Выбрать главу

Мы воспитаны в эпоху ценности слова, в эпоху, когда множительная техника была на учете, а всё самое значимое писалось в андеграунде. Нам легче отделять зерно от плевел. До этого, в частности, мы и договорились в фойе гостиницы далеко за полночь с одним из местных батюшек. Он родился в Москве и был танцором в одном всемирно известном коллективе, в Штаты приехал на гастроли. Здесь его сразила любовь, и он женился на дочке протоиерея. Потом сам стал священником. Время, проведенное в Штатах, уже чуть-чуть превысило у него время, проведенное дома. Мы сблизились по-дружески с первых фраз, и мне вспомнились слова одного покойного батюшки. «Знаешь, – говорил он, – как в конце будет? Людей будет много, но поговорить будет не с кем. Зато иногда встретишь человека, два слова скажешь, рюмку чаю выпьешь и воскликнешь: Да я тебя, кажись, с самого детства знаю!» Так оно и есть. С иным бок о бок живешь десять лет, но остаешься чужим. Другого раз увидишь, а будто всю жизнь знал.

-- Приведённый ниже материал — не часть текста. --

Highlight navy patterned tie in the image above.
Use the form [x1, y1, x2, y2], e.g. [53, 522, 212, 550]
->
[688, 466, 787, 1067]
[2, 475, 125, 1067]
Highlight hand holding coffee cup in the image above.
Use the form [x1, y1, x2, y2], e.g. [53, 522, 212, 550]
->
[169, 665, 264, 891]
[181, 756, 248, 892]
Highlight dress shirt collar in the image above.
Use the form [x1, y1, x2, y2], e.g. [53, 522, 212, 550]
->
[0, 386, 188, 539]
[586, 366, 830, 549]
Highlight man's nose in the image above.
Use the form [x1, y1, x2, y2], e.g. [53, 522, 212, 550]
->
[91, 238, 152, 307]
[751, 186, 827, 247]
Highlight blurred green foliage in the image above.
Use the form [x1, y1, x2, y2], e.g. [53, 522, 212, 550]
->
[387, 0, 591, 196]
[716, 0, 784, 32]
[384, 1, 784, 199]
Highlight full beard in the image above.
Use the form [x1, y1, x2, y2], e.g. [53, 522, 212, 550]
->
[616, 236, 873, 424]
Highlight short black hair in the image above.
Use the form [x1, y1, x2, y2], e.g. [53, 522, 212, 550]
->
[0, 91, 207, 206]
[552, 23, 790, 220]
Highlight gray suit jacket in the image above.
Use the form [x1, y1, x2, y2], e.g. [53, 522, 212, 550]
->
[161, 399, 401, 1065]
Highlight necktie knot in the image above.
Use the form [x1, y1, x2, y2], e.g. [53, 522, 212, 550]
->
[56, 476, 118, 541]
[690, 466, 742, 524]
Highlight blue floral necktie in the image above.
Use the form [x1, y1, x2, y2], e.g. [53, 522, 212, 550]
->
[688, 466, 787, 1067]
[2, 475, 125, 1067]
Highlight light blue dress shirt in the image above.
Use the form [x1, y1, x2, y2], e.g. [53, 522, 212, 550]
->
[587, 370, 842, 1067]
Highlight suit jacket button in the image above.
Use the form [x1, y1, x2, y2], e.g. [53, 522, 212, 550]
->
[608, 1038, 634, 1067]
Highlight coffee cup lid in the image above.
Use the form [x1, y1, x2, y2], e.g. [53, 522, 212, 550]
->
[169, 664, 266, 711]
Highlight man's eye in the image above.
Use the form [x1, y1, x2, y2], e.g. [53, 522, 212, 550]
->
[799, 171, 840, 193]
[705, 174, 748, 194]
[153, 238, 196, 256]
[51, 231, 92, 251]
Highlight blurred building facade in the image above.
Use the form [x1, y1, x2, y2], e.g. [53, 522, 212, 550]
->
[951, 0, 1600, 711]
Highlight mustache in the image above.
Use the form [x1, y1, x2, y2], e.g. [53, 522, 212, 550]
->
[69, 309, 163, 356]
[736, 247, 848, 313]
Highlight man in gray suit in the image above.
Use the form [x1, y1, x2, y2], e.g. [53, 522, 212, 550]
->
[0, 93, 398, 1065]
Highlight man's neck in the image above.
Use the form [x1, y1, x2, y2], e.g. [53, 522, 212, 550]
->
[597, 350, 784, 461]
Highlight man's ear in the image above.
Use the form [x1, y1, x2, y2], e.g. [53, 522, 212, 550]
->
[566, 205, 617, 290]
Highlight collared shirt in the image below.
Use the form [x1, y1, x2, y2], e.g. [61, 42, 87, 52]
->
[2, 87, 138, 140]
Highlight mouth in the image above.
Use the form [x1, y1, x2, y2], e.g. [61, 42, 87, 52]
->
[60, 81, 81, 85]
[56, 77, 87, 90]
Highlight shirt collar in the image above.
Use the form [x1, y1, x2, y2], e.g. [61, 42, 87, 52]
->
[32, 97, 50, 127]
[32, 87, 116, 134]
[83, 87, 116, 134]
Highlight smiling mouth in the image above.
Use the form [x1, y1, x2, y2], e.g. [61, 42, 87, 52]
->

Тот городок на Лонг Айленде, где служил этот батюшка и где американская молодежь пела всенощную, называется Глен Ков. «Ну что? Поехали ко мне в Гленковку», – шутя, говорил он. А храм деревянный, руками ныне покойного священника построенный. Другой храм, где мы служили Литургию, расположен в Си-Клиффе. Там служил священник, а потом епископ Митрофан (Зноско-Боровский). Его «Сравнительное богословие» я помню по семинарии. На клиросе пел сын священника Серафима Слободского – кажется, Алексей. «Закон Божий» отца Серафима для многих был первой обучающей книгой. И церковнославянская грамматика владыки Алипия Чикагского была нашим учебным пособием. Так что многое было сделано для Родины русскими за рубежом, сделано в области церковной науки, проповеди, образования.

Кто мы, называющие себя русскими? В первую очередь – православные. Этнос второстепенен. Беллинсгаузен – русский, Беринг, Крузенштерн, Барклай да Толли – тоже. Число иностранцев, служивших не за страх, а за совесть Белому Царю, весьма велико. Ими обогатилась наша история. Отец Серафим из Си-Клиффа говорит: «Моя фамилия Ганн. По-английски это похоже на “пистолет”. Но я из обрусевших немцев, а по-немецки это Hahn, то есть “петух”. Дед мой был Ганн и женился на бабушке, которая в девичестве была Курочкина. Потом он был священником» Далее следует длинная и интересная история, которую я не привожу из страха что-то перепутать. В этой истории есть Родина, вера, катастрофа, бегство, годы скитаний, служение на чужой земле, которую со временем неизбежно любишь, хоть и сквозь слезы. А еще – желание унести Родину с собой и передать ее детям. Дома ни слова на английском! Каждое воскресенье в церковь! Жен искать среди своих, верующих! И так жили тысячи семей, благодаря которым Православие в США не исчезло и воссоединилось с Церковью на Родине.

На Манхеттене русской речи больше, чем на московских базарах. «Теряет Россия людей», – говорит мне местный батюшка, имея в виду, что многие богатые и талантливые улетают за океан. Я думаю иначе. «Ничего она не теряет. Сегодня, при нынешней степени глобализации, важно уже не столько, где живешь, но главное – как живешь. Солженицын в Вермонте может, образно говоря, сделать для России не меньше, чем если бы жил он в Суздале или Красноярске». Язык остается, совесть остается, вера может прийти, если двери на ее стук открыть. Нужно думать о воцерковлении людей и сохранении полноты Евхаристической жизни. Остальное Бог прибавит и не пожалеет. Видели же мы обращенных («конвертов») из американцев, даже и в немалом количестве. Многие баптисты, адвентисты, пресвитериане, родившиеся в Штатах, на каком-то этапе жизни встречаются с православной верой и пленяются ею. Так что есть – несомненно, есть! – в нашей вере и та апостольская притягательность, и та смесь простоты и глубины, которую взыскует простое верующее сердце. «Сомневаться в нашем будущем – грех против Промысла Божия», – примерно так писал Никону Рождественскому Николай Японский накануне Октябрьской катастрофы.